Licht aus, Umwelt schonen: Zur weltweiten „Earth Hour“ am Samstag wird es auch in Stuttgart am Rathaus, Kunstmuseum und Schloss wieder für eine Stunde dunkel.

Auch die Beleuchtung an der Stiftskirche wir zur Earth Hour eine Stunde lang abgeschaltet. (Archivfoto) Foto: www.7aktuell.de | Florian Gerlach
Auch die Beleuchtung an der Stiftskirche wir zur "Earth Hour" eine Stunde lang abgeschaltet. (Archivfoto) Foto: www.7aktuell.de | Florian Gerlach

Stuttgart - Normalerweise sind das Rathaus, das Alte und Neue Schloss oder auch das Kunstmuseum am Abend beleuchtet - doch zur „Earth Hour“ werden diese Stuttgarter Wahrzeichen an diesem Samstag in Dunkelheit gehüllt.

Eine Stunde lang sollen Lichter weltweit als Zeichen für den Klimaschutz ausgeschaltet werden. Dazu hat die Umweltschutzorganisation WWF aufgerufen. In Stuttgart soll es um 20.30 Uhr dunkel werden. Die Kommune beteiligt sich zum sechsten Mal an der Aktion. Gleichzeitig wollen auch andere große Städte ihre Wahrzeichen in Dunkelheit hüllen. Auch Privatleute sind aufgerufen, symbolisch den Schalter umzulegen.
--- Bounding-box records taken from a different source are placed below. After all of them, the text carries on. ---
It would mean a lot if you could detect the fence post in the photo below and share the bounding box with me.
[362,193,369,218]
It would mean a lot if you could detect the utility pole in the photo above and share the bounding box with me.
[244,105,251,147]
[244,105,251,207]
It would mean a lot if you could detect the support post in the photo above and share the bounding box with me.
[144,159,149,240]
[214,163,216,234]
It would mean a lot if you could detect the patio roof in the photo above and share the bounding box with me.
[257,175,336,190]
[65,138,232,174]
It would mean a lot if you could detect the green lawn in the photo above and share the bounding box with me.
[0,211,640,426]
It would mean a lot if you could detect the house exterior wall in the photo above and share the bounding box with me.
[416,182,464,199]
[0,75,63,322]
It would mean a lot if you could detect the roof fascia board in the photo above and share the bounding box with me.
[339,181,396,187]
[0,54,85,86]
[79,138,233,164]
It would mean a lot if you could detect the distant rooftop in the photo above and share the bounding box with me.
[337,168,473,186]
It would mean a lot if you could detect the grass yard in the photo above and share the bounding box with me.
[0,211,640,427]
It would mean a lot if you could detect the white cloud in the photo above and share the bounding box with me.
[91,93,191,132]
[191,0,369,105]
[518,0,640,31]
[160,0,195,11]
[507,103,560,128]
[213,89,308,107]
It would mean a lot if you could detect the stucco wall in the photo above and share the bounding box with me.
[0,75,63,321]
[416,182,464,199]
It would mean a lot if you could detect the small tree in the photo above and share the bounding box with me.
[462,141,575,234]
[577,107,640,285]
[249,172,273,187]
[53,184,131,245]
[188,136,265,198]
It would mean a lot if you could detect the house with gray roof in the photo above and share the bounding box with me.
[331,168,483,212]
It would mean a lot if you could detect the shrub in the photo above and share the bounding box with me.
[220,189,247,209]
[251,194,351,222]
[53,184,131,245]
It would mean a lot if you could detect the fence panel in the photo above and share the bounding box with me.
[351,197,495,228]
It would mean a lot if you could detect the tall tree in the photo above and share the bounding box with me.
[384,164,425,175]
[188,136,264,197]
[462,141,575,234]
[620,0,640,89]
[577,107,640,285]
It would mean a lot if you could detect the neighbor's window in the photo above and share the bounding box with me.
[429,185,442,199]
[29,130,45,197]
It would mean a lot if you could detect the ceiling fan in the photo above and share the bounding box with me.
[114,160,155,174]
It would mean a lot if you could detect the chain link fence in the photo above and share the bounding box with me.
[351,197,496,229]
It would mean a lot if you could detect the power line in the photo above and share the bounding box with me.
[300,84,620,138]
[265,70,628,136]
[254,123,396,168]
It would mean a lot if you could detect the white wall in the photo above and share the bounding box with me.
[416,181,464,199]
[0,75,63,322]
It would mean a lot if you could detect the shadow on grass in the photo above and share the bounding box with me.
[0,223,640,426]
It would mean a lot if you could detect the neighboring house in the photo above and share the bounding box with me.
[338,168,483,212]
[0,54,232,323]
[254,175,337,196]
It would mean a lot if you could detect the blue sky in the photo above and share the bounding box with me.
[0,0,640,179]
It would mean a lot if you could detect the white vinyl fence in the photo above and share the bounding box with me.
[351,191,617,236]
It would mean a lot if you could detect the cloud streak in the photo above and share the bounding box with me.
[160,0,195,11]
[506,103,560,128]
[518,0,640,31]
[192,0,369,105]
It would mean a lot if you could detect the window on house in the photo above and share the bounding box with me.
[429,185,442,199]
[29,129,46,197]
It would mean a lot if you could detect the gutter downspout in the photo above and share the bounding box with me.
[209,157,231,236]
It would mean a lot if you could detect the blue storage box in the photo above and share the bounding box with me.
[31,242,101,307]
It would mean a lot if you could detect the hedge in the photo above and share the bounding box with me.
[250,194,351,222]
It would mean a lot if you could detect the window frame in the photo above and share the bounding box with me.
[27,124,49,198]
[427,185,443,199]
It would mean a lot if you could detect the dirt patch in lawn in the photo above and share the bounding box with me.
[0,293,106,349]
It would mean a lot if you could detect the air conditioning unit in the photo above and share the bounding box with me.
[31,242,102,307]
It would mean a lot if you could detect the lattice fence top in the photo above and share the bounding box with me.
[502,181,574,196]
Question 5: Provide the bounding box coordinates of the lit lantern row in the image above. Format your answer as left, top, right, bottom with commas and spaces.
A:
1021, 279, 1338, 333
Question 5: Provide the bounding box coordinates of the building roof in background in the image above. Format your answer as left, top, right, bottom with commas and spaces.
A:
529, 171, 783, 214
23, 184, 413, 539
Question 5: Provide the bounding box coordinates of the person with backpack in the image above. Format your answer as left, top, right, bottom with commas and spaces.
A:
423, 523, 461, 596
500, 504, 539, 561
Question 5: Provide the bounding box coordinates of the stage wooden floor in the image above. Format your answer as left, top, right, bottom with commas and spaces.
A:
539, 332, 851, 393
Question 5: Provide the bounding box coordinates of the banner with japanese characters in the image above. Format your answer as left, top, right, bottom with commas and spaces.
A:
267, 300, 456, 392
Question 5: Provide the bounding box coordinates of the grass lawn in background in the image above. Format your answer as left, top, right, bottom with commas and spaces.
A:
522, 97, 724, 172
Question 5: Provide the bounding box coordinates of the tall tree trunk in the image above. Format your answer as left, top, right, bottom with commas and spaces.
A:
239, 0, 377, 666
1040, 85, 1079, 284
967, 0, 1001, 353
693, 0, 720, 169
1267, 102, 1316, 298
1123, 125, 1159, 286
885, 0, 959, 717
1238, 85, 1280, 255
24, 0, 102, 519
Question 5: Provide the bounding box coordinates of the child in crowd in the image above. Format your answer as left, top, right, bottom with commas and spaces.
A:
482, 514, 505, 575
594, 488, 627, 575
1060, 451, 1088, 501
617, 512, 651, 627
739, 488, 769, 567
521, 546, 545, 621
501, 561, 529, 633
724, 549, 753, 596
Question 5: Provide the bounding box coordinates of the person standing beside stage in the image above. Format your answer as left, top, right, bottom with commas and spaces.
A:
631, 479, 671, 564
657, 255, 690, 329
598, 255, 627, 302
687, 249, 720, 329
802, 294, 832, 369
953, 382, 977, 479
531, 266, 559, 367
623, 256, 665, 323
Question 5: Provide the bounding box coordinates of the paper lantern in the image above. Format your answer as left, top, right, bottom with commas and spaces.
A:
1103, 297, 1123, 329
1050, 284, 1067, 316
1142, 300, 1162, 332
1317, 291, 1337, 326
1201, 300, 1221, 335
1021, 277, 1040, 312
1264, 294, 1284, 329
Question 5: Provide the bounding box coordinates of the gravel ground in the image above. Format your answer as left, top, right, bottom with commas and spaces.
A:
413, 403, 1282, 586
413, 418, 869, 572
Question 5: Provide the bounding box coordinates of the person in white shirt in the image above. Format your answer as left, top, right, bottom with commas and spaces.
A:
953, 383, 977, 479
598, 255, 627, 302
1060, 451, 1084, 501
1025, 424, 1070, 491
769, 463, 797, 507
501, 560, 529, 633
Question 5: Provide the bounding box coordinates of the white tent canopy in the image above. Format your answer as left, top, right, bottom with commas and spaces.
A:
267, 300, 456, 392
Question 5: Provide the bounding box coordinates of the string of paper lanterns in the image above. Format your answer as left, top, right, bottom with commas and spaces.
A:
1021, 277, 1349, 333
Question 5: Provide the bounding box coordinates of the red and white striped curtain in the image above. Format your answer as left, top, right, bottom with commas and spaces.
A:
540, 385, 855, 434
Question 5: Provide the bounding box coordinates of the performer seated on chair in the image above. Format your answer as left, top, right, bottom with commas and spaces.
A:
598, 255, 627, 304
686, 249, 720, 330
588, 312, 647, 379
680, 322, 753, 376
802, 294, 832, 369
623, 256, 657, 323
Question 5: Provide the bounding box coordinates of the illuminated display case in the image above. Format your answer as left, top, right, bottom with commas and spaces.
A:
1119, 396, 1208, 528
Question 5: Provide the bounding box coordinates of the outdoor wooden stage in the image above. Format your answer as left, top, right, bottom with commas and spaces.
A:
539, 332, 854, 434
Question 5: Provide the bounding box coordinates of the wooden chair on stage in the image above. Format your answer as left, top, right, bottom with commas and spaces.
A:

Aktion vor dem Kunstmuseum

Vor dem Kunstmuseum gibt es eine besondere Aktion: Dort würden am Samstag schon eine Stunde vor dem Start der eigentlichen Aktion mitgebrachte Glühlampen gegen die sparsamen LED-Leuchten getauscht werden, teilte die Stadt mit. In Karlsruhe sollen an ausgewählten Gebäuden ebenfalls die Lichter ausgehen. Der Turmberg, das Naturkundemuseum, die Kirche St. Bernhard und das Heizkraftwerk West werden nach Angaben der Stadtwerke eine Stunde lang nicht angestrahlt. Aus Sicherheitsgründen könnten das Unternehmen und die Stadt Karlsruhe Straßen- und Wegbeleuchtung nicht abschalten, teilte der Technische Geschäftsführer der Stadtwerke, Karl Roth, mit.

Auch Baden-Baden, Rastatt und Pforzheim beteiligen sich. Ihren Ursprung hat die „Earth Hour“ in Sydney, wo 2007 erstmals mehrere Hunderttausend Australier mitmachten. Weltweit nahmen im vergangenen Jahr rund 7000 Städte in 172 Ländern teil.